This is all backed and enhanced by the MV, which is a feminist masterpiece; full of symbolism about the importance of a woman’s control over her sexuality and how there’s no one correct way to approach sex. I am completely serious.”Apple Pie” is a pink, light-hearted romp with a powerful message intertwined with its whimsy.

Each member has her own story — Yezi‘s a scientist, Hyemi a maid, Jei a homemaker, Linzy a flight attendant, and Cao Lu is Snow White herself– but more importantly, each member has their own relationship to pie, and thus, sex. Yezi takes the role of a seducer, having her pie down to a science. Her verse backs this, as she gives tips on pie eating before straight-up telling her boyfriend he can be her toy. Jei is the opposite, trying over and over to bake a pie, but burning it every time. Yet when Jei takes her own initiative and takes her pie out of the oven early, she ends up with a perfect apple pie. She may have broken away from the prescribed recipe, but Jei found what worked for her. Soon, she’s happily surrounded by flawless pies.

Hyemi has no pie of her own. Instead, she focuses on her job and repairing a mistake she made earlier, as well as helping Jei clean up her plethora of burned pies. Because sometimes, you have other obligations, and pie has too much drama and takes up too much time for it to be a priority right now. Linzy forms a friendly bond with a customer on the job, but he quickly decides he wants some of her apple pie. Linzy is hesitant and unsure, at first acquiescing, but she changes her mind and keeps her pie under her own control.

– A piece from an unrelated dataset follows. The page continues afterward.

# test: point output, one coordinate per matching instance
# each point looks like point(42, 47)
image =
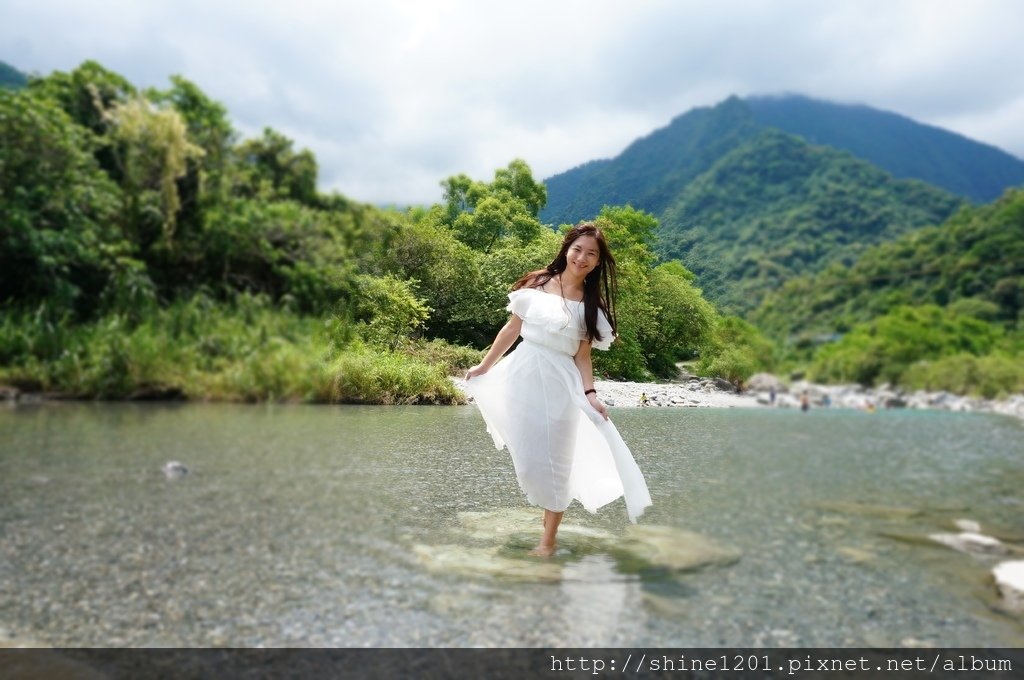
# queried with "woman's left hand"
point(598, 405)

20160603_seoulbeats_Fiestar_CaoLu Cao Lu, like Hyemi, doesn’t have her own pie, but prefers apples. She tries to eat Jei’s pie, but is knocked out by it– she tries to live vicariously through her friend, but finds she can’t handle it. Instead, she is found by her Prince Charming (a cameo by her We Got Married husband Jo Se-ho) who notably does not attempt to kiss the unconscious woman. Once they’re both awake, they form a silly bond, the lack of pie a non-issue.

“Apple Pie” presents five different relationships to sex: Yezi’s all about sex, Jei has it before she “should” but ends up happier for it, Hyemi has other priorities, Linzy refuses to cave to pressure, and Cao Lu has a happy relationship with no sex. More notably, “Apple Pie” presents all these paths and perspectives as equally valid. Hyemi, Cao Lu, and Linzy aren’t demonized for not having sex, and Yezi and Jei aren’t demonized because they are. “Apple Pie” is a summery sex jam that’s all about doing what’s right for you, no matter what form that takes. And it’s a decent song, too.